Jim wandered off many times after he developed Alzheimer’s. The first thing I learned as a caregiverwas immediate action was necessary to find him. I can’t count the number of times he disappeared. It only took a moment of inattention, or the misconception that someone else had eyes on him. Whether he disappeared mid-morning at a mall in Columbia, early afternoon at Silver Dollar City, late afternoon at the airport in Las Vegas, or from our home in the middle of the night, a search began immediately.
Unfortunately, wandering is a common problem for people with Alzheimer’s. Sixty percent of people with dementia will wander causing anxiety for the caregiver and creating a life threatening situation for the wanderer. Beginning the search immediately is key to finding your loved one safely. Statistics are on your side since ninety-four percent of the time they will be found within one and a half miles of where they disappeared.
You can take a few steps to help find your loved one. Alert neighbors of the situation and ask them to call you if they see your loved one walking alone. When searching, look in the direction of your loved one’s dominant hand—that is the direction they will usually go. Use Medic Alert+Alzheimer’s Association Safe Return or Comfort Zone (an electronic device). If you don’t immediately locate your loved one, call 911 and report them missing.
To ensure that when you call 911, the appropriate steps are taken to activate an immediate search, legislation should be in place. Legislation geared toward a Silver Alert should encompass all persons with dementia regardless of age. Jim had early onset dementia and would have been too young for the Silver Alert in states that identify only persons sixty-five or older with dementia. Missouri has an “Endangered Person Advisory” which could include anyone who may be in danger because of age, health, mental or physical disability, environment or weather conditions.
If you have a loved one with dementia, it is important to know the laws in your state and work toward legislation to make sure anyone with Alzheimer’s is included regardless of age. The law should also have provisions to activate the system based on a caregiver statement since many people wander before they have a formal diagnosis.

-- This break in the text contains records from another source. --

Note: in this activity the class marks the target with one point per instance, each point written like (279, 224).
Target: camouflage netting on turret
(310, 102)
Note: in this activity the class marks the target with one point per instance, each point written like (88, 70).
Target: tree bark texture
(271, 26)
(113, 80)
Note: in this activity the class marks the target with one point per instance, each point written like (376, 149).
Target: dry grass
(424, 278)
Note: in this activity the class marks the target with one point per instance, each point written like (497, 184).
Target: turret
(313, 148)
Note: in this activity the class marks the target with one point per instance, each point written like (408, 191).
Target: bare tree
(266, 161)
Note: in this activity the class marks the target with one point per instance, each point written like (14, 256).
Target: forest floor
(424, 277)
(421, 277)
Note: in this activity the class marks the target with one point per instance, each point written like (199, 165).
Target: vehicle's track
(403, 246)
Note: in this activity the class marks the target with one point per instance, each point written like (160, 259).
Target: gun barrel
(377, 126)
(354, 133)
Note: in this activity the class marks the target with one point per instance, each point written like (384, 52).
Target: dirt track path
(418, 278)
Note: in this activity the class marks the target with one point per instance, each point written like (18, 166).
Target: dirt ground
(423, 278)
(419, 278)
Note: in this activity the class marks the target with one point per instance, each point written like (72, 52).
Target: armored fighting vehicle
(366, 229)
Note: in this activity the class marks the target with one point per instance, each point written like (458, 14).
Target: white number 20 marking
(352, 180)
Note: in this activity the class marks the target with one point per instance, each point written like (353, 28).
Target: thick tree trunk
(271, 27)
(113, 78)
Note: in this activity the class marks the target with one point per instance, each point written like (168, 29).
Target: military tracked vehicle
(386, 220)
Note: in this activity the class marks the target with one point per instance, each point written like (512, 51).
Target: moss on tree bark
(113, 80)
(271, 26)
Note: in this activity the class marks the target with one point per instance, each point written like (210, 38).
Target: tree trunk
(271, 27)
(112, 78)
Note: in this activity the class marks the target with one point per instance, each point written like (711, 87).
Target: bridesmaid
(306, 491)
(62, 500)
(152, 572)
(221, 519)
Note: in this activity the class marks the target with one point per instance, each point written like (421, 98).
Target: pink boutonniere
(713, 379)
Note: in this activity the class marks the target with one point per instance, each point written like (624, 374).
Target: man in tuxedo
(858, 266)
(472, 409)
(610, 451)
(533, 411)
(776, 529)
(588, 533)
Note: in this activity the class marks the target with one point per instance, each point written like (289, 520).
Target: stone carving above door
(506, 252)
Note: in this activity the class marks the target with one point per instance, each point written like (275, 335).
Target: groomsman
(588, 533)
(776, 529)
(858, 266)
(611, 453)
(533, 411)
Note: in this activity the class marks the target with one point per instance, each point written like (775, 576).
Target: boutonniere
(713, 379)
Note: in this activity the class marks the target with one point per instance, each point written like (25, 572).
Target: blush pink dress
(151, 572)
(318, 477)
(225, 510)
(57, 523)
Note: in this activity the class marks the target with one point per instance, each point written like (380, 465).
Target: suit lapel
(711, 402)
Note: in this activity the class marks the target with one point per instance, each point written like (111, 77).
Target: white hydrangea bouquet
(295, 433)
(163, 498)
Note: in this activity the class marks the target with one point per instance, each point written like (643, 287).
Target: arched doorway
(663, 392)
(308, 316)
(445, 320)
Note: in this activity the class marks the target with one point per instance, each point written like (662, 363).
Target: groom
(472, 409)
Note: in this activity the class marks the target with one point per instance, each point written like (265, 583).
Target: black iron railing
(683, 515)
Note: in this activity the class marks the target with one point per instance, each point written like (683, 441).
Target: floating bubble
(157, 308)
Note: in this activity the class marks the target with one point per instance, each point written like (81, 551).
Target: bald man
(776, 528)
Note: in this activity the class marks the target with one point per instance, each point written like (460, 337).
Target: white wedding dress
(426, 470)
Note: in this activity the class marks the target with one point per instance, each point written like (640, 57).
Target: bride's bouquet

An important part of legislation is training for all emergency personnel. Proper training can make all the difference in finding the person with Alzheimer’s quickly using search techniques specifically tailored to persons with dementia. The immediate emphasis should be on a search of the local area. Quick and educated response is key to survival.
Silver Alerts are state programs designed specifically for vulnerable adults who have wandered. The search for adults is different than those used for AMBER alerts. AMBER alerts use statewide alerts which are not typically needed when searching for an adult wanderer. Also, since most wandering adults, like Jim, wander repeatedly, alerting everyone statewide each time an adult wanders could cause the public to become desensitized. This could do more harm than good by reducing the statewide response in cases where it is needed.
The goal is to find wanderers within twenty-four hours and reunite them with their families. The longer the person with dementia is gone, the chances of finding them unharmed is correspondingly diminished.
More than 125,000 search and rescue teams are activated each year to search for missing persons with dementia. This does not include the countless times that family members search for and find their loved ones. Kimberly Kelly with Project Far From Home estimates that as many as three million people with dementia wander away from home each year.
We were fortunate and Jim was always found quickly by either family, friends, neighbors, and during the mall disappearance, security guards. I was young enough to go searching for Jim, but not every vulnerable adult has a caregiver who can look for them. A system needs to be put in place, nationwide, that will activate an immediate search for vulnerable adults with a goal to provide safe return to their homes.